Best of luck. You got this.
Post # 11
ifoundtheloml0705 : The not keeping his word is concerning, but I agree w/you about saying that OP doesn’t have a future w/him. If he uses that argument, that sounds like he is stringing you along until he dumps you.
Post # 12
Two years is more than enough time to decide whether or not someone is right for you, especially in your 30s. Sounds like he’s getting cold feet or he just doesn’t want to commit to you. I would make it clear to him that you don’t want to stay in this relationship without a commitment and see what he says to that.
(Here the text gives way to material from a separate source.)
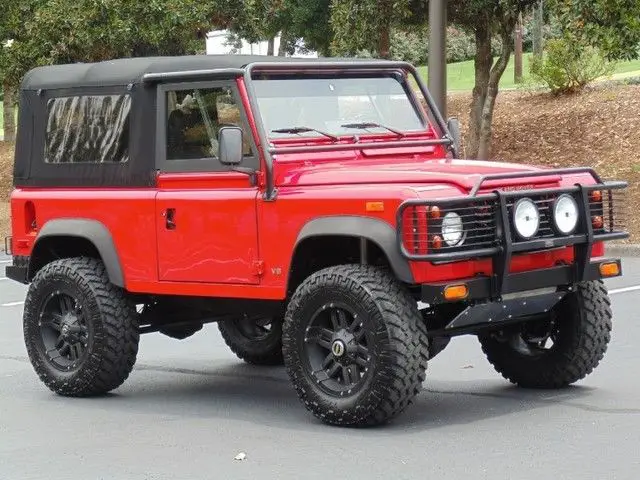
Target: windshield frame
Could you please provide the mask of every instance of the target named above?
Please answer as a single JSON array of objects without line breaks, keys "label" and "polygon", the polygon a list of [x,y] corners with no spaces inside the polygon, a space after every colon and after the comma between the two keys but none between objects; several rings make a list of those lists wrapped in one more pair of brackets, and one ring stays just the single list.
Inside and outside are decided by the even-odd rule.
[{"label": "windshield frame", "polygon": [[[431,139],[422,140],[391,140],[391,141],[365,141],[365,142],[349,142],[349,143],[331,143],[331,144],[316,144],[316,145],[302,145],[302,146],[286,146],[286,145],[274,145],[271,143],[268,132],[265,130],[264,122],[262,121],[262,115],[260,114],[260,108],[258,106],[258,99],[253,84],[253,75],[260,72],[263,74],[274,73],[289,73],[289,74],[318,74],[320,72],[332,72],[335,75],[341,73],[349,73],[354,70],[371,72],[399,72],[407,80],[409,76],[412,76],[421,95],[426,102],[426,115],[428,124],[435,129],[436,137]],[[406,147],[427,147],[427,146],[443,146],[448,151],[452,152],[454,156],[457,156],[456,148],[454,145],[453,137],[449,132],[447,125],[442,118],[440,111],[438,110],[433,97],[429,93],[424,81],[420,78],[416,68],[408,62],[397,62],[388,60],[321,60],[321,61],[296,61],[289,59],[289,61],[265,61],[265,62],[253,62],[249,63],[245,67],[244,71],[244,86],[247,90],[247,97],[249,105],[253,113],[253,119],[255,127],[260,139],[260,146],[265,160],[265,179],[266,179],[266,191],[264,199],[266,201],[273,201],[276,198],[276,190],[274,188],[274,175],[273,175],[273,157],[279,154],[293,154],[293,153],[317,153],[317,152],[332,152],[332,151],[344,151],[344,150],[362,150],[362,149],[390,149],[390,148],[406,148]],[[414,97],[417,100],[417,96],[413,89],[409,89],[410,98]]]}]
Personally though, I don’t think it’s a good sign that he’s making excuses – the right man would be excited and enthusiatic about getting married.
Post # 13
Thank you ladies for all of your insights, really helpful 🙂
He has had a few other longer term relationships, measured in years not months. I have never really gotten the jist of what happened to the last one, something along the lines of they grew apart. I have never pushed the issue because in my mind to some extent the past is past, and he is such a good partner for 98% of things that I don’t mind not knowing.
We have been living toghether since like month 4. We moved pretty fast because we have just clicked–as best friends and lovers since day 1. That is why it is so confounding to me that he is making me wait when he knows how IMPORTANT having kids is to me and that I want to do it like yesterday. Again I would be sitting back gladly biding time if in my 20s but right now, gosh if he makes me wait another 6 mos-1 year for the proposal, then a couple months (AT LEAST) to plan a wedding, then start TTC, then 9 months for baby–that puts me well into 2020 and my 34th year AT MINIMUM. He knows I want a backyard wedding (CHEAP) and I can’t count how many times I have said please don’t buy an expensive ring ect ect. He makes a great living and knows I want things inexpensive so money is not the hold up.
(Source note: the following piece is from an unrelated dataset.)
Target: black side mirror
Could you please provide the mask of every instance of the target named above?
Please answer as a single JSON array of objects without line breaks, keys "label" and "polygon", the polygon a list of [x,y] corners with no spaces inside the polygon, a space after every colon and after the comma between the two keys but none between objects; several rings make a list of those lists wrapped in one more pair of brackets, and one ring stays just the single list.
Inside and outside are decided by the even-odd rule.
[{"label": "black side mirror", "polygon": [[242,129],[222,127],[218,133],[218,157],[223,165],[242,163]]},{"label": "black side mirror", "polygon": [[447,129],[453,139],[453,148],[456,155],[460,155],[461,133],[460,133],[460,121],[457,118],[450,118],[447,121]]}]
I think two (slighlty over by a few months) is plenty of time to have gotten engaged and be in the next stage now. We have spent literally every day together. I have seen so many people do fine after getting engaged after a few months-1 year. It is just very frustrating because I have good intuition and I don’t think his feet dragging bodes well for it ever happening. His parents were divorced when he was young but old enough to remember and I think it has scared him. Also a few of his best buds are in contentious divorces at the moment so I am sure he is thinking WTF.
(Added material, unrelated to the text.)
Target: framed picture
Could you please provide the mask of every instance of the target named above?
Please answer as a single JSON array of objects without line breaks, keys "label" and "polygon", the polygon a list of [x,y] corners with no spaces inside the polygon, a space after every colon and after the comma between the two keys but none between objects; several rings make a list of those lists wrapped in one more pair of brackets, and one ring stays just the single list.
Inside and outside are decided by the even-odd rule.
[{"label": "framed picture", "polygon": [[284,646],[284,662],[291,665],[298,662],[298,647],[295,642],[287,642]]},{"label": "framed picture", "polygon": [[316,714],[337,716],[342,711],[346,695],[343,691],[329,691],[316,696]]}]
If this wasn’t such a great relationship and I didn’t cherish us together so much I would walk. 99% of our convos about the future are cheery and hopeful; it’s just lately when I am upset about something else that the engagement thing has been coming up as it is just starting to really bother me since so many opportunities to propose have come and gone (bday, anniversary, ect ect)…hopefully that makes sense.
I guess I just have to let go of my timeline a little bit longer and then go from there. Relationships are about some sacrifice after all, right?
Thanks again bees 🙂
Post # 14
“I guess i just have to let go of my timeline a little bit longer then go from there. Relationships are about some sacrifice after all, right?”
No. Not when it comes to sacrificing your fertility.
And what timeline?? He hasn’t even come up with a new timeline with you. You’re waiting for nothing
Post # 15
Have you sat down with him yet to ask why he missed his own timeline and to let him know that this is causing you concern given your own timeline for children?
He has clearly not prioritized the engagement so far, so you are doing yourself a disservice to keep sitting around assuming he will propose soon. He probably won’t, and 6 – 12 months from now, you’re going to be even more concerned than you are now. Talk to him, set a new timeline, and make it clear to him that this isn’t something he can just blow off again.